What follows is the exchange of four adds and two removes which cause both methods to reach their very last return statement.

Given 3 threads: T1, T2, T3.
T1 calls add and reaches statement A and the list is not present so T1 does not reach statement B.
T2 calls add and reaches statement A, skips B as did T1 and reaches statement C then returns. The map is now populated with list alpha.
T2 calls add again and reaches statement A and B then returns.
T1 reaches statement C but sees list alpha present.
List alpha now has two members and the map's total size is 2 tho T1's element is still in-flight.
T2 calls remove and reaches statement 0.
T3 calls remove and reaches statements 0 thru 3 and removes list alpha from the map.
T2 reaches statements 1 thru 3 and returns since it sees list alpha was removed from the map.
T1 reaches statement D and adds its in-flight element to list alpha which T3 successfully removed with a CAS. T1 returns not knowing its element is on the orphaned list alpha.
T3 reaches statement 4 and sees that list alpha which it just removed is no longer empty!
T2 calls add again just to be difficult and completes the operation at statement C creating list beta on what appeared to be an empty map.
T3 reaches statement 5 and replaces list alpha on the map, but then sees list beta prevented the CAS put.
T3 reaches statement 6 and adds all elements in list alpha in list beta and finally returns.

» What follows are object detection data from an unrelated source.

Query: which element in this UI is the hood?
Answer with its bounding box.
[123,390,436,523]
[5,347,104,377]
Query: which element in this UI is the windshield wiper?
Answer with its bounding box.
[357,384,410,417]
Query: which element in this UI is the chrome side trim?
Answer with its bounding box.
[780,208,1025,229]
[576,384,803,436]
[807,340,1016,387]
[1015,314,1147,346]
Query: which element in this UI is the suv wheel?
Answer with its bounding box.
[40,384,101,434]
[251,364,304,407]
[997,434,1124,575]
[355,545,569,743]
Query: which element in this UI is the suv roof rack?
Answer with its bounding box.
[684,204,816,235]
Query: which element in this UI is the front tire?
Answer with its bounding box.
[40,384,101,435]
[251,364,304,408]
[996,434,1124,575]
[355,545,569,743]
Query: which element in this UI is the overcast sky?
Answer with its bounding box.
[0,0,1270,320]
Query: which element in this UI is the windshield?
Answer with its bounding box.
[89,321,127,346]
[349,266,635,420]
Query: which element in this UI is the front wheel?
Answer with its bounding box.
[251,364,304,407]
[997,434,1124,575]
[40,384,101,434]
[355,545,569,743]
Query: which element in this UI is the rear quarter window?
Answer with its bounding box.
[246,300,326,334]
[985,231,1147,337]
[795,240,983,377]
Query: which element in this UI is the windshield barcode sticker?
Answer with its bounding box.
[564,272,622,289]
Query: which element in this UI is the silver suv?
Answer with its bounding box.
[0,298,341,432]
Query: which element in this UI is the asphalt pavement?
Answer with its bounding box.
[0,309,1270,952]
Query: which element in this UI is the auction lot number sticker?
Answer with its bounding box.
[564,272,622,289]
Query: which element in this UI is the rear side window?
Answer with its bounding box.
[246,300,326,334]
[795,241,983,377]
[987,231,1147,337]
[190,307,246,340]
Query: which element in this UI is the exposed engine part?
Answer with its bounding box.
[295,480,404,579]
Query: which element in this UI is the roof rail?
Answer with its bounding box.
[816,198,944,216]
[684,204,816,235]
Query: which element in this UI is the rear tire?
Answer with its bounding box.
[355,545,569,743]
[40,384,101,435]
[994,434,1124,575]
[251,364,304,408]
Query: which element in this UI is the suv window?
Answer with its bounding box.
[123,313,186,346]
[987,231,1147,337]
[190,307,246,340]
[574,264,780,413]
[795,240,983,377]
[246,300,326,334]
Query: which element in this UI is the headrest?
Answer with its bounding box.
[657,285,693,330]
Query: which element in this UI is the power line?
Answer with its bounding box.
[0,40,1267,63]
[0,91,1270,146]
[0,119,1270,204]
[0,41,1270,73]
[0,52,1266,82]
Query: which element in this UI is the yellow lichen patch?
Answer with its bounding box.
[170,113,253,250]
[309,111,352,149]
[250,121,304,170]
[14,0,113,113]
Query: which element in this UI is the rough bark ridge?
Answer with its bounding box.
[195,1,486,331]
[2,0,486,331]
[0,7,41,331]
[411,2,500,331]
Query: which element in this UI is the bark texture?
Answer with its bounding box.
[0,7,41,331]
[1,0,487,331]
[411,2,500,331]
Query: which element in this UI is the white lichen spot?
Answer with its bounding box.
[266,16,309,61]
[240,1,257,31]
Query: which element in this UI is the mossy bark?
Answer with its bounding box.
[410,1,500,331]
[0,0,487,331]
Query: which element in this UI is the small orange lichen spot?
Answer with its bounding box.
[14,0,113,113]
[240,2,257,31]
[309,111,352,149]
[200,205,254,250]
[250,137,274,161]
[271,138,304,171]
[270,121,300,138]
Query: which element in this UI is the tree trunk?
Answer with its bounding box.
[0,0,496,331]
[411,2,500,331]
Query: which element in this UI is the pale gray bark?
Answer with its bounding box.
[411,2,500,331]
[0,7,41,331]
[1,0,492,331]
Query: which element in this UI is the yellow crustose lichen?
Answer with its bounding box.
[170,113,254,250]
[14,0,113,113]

In a table the seemingly improbable narrative looks as follows:
T1 T2 T3 size
0
A 0
A 0
C 1
ret 1
A 1
B 2
ret 2
C 2
0 2
0 2
1 1
2 1
3 1
1 0
2 0
3 0
ret 0
D 0 T1's add is on a removed list
ret 0
4 0
A 0
C 1
ret 1
5 1
6 2
ret


If you cling to the idea that this sequence of events is impossible, please check out the JavaOne 2009 session by Cliff Click and Brian Goetz - "This Is Not Your Father's Von Neumann Machine; How Modern Architecture Impacts Your Java™ Apps". The session content should be available a few weeks from now.

A ConcurrentMultimap could share its region locking with its constituent lists and prevent the catastrophic rollback you see here. Until then I will use the GCollections synchronized Multimap wrapper. The hit in performance is a small price to pay for confidence in the implementation.